Impossible de répondre à cette question. Il
y a des facteurs politiques, des facteurs personnels à l'intérieur du
groupe socialiste et des nécessairement des contacts discrets avec le
Président de la République et le Premier ministre.
Quels sont les avantages liés à la fonction ?
Le président de l'Assemblée nationale bénéficie d'une indemnité fonction particulière. J'en ignore le montant.
Il y a surtout la chance (le privilège?) de pouvoir travailler, recevoir et, si nécessaire, habiter à l'Hôtel de Lassay,
résidence officielle du président. Il s'agit d'un superbe hôtel du
XVIIIe siècle, avec de magnifiques salons de réception, un agréable
petit jardin et une vue imprenable sur la Seine. Le président de
l'Assemblée nationale dispose d'une des très belles résidences des
autorités publiques, du même niveau que le Palais de l'Elysée, l'Hôtel
de Matignon pour le Premier ministre ou le Petit Luxembourg pour le
président du Sénat. Les présidents de l'Assemblée nationale ont toujours
pris soin de bien entretenir les bâtiments, de les moderniser et d'y
faire les travaux de restauration découlant de leur caractère
historique. Il ne fait aucun doute que cet hôtel et sa grande galerie,
qui le relie au Palais Bourbon, lieu de travail de l'Assemblée
nationale, symbolise parfaitement un certain art de vivre à la
française.
Comment ce rôle a-t-il évolué ?
Le président de l'Assemblée nationale dispose d'abord de prérogatives constitutionnelles
(il est consulté sur la dissolution ou la mise en oeuvre de l'article
16 sur les pouvoirs exceptionnels; il nomme 3 membres du Conseil
constitutionnel et peut le saisir). Il fait partie des
institutions de la République. Il bénéficie également de très nombreux
pouvoirs en tant que premier responsable de l'Assemblée nationale.
Le plus visible est la présidence des séances importantes ou
solennelles, mais sa connaissance des procédures parlementaires, son
sens du dialogue et du bon sens sans oublier, parfois, une véritable
autorité confèrent à sa fonction une véritable originalité. Il
est un membre de la majorité, mais doit faire en sorte que l'opposition
ou les groupes minoritaires trouvent leur place légitime à l'intérieur
du débat politique. Il est, ainsi, de tradition que le
président de l'Assemblée ne participe aux scrutins sauf pour la
responsabilité politique du Gouvernement en début de législature ou dans
des occasions très fortes. Lorsqu'il souhaite s'exprimer en tant que
député, ce qui est rare, il quitte le "perchoir" et prend la parole soit
de son banc, soit à la tribune comme ses 576 collègues.

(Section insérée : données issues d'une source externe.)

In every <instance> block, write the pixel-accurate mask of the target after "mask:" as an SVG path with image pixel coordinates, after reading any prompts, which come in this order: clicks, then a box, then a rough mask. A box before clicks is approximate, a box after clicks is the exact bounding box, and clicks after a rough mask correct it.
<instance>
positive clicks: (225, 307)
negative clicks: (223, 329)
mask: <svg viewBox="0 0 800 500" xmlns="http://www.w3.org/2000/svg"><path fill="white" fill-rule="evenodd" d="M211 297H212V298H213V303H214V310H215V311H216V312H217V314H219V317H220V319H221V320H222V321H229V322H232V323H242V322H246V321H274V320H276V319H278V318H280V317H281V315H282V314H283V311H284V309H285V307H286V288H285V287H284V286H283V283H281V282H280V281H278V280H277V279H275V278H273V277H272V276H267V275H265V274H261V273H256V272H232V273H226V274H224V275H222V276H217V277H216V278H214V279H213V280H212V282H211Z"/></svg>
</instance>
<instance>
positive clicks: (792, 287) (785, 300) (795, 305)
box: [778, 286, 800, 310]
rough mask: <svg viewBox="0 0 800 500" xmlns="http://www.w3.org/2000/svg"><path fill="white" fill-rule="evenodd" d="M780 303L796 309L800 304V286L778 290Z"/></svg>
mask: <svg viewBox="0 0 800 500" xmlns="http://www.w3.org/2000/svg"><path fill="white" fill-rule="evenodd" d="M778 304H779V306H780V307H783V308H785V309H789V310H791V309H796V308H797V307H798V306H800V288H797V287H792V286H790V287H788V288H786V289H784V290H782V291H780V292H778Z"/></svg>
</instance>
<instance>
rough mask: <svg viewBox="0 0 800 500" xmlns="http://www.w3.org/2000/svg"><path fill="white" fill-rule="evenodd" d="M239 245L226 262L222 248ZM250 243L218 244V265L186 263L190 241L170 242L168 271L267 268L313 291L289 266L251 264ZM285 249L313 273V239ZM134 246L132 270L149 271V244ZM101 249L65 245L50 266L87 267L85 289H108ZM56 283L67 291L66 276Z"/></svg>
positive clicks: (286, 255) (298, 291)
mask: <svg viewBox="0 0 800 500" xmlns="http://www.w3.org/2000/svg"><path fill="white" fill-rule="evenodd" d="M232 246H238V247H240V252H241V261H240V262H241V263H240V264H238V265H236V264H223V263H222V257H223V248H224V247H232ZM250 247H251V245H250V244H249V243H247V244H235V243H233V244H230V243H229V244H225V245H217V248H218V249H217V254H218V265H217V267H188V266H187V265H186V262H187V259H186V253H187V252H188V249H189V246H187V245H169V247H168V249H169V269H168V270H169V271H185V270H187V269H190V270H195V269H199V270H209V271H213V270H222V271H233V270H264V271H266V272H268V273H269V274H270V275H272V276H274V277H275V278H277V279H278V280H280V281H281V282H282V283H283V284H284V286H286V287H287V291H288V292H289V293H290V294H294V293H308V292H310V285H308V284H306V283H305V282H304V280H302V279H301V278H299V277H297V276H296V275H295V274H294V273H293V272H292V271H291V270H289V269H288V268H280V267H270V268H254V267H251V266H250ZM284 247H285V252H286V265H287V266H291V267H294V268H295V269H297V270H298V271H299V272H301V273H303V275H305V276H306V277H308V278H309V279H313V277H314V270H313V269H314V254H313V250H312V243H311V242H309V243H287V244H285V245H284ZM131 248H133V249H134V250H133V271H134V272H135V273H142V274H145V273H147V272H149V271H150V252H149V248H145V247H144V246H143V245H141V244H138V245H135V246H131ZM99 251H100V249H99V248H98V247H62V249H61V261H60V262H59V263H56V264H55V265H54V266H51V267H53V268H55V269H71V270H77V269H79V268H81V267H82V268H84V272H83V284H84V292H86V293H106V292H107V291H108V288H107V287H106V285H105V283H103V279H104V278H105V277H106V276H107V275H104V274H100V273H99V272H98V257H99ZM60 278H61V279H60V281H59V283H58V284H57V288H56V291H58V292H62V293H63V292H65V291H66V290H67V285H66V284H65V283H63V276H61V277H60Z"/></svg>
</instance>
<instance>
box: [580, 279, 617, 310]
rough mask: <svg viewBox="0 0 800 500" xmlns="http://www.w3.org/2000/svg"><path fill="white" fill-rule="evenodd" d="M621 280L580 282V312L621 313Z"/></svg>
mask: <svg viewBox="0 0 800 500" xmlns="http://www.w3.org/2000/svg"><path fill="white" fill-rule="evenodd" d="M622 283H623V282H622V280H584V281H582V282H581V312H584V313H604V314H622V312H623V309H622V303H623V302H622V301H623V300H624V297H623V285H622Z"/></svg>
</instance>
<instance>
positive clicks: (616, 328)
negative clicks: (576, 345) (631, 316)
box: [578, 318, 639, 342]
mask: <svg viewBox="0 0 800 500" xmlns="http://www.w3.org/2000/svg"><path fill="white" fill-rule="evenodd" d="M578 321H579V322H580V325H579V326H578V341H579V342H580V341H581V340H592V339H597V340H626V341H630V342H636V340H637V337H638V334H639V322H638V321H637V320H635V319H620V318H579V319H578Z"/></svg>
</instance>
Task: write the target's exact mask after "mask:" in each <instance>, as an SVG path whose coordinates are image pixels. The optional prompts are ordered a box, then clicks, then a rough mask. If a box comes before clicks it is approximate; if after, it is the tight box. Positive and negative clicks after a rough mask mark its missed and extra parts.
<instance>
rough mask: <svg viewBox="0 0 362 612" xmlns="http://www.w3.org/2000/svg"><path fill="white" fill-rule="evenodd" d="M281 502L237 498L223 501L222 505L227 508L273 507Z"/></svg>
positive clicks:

Son rôle concret, souvent discret, dépend
largement des circonstances politiques, de sa personnalité et de celles
des autres responsables de la majorité, par exemple le président du groupe majoritaire. Il est en tout cas plus un relais qu'un inspirateur.
Le
Président de l'Assemblée peut, depuis la réforme constitutionnelle de
2008, soumettre une proposition de loi à l’avis du Conseil d'État ou
demander la réunion d’une commission mixte paritaire dans le cas d’une
proposition de loi. Ce pouvoir législatif est-il exercé dans les faits ?
Même question pour les prérogatives constitutionnelles (nommer 3
membres CC, 2 membres CSM).
La demande d'avis du
Conseil d'Etat a fonctionné (environ 5 cas). Pour la convocation des CMP
j'ai l'impression que cette procédure n'a pas eu l'occasion de
fonctionner, mais je n'en suis pas certain.
Il est
évident que le président de l'Assemblée nationale procède à toutes les
nominations dont il a la charge (Conseil constitutionnel, Conseil
supérieur de la magistrature, Conseil supérieur de l'audiovisuel, ... ).
il doit désormais faire avaliser son choix par la commission compétente
de l'Assemblée. Nul n'imagine qu'il puisse survenir un conflit.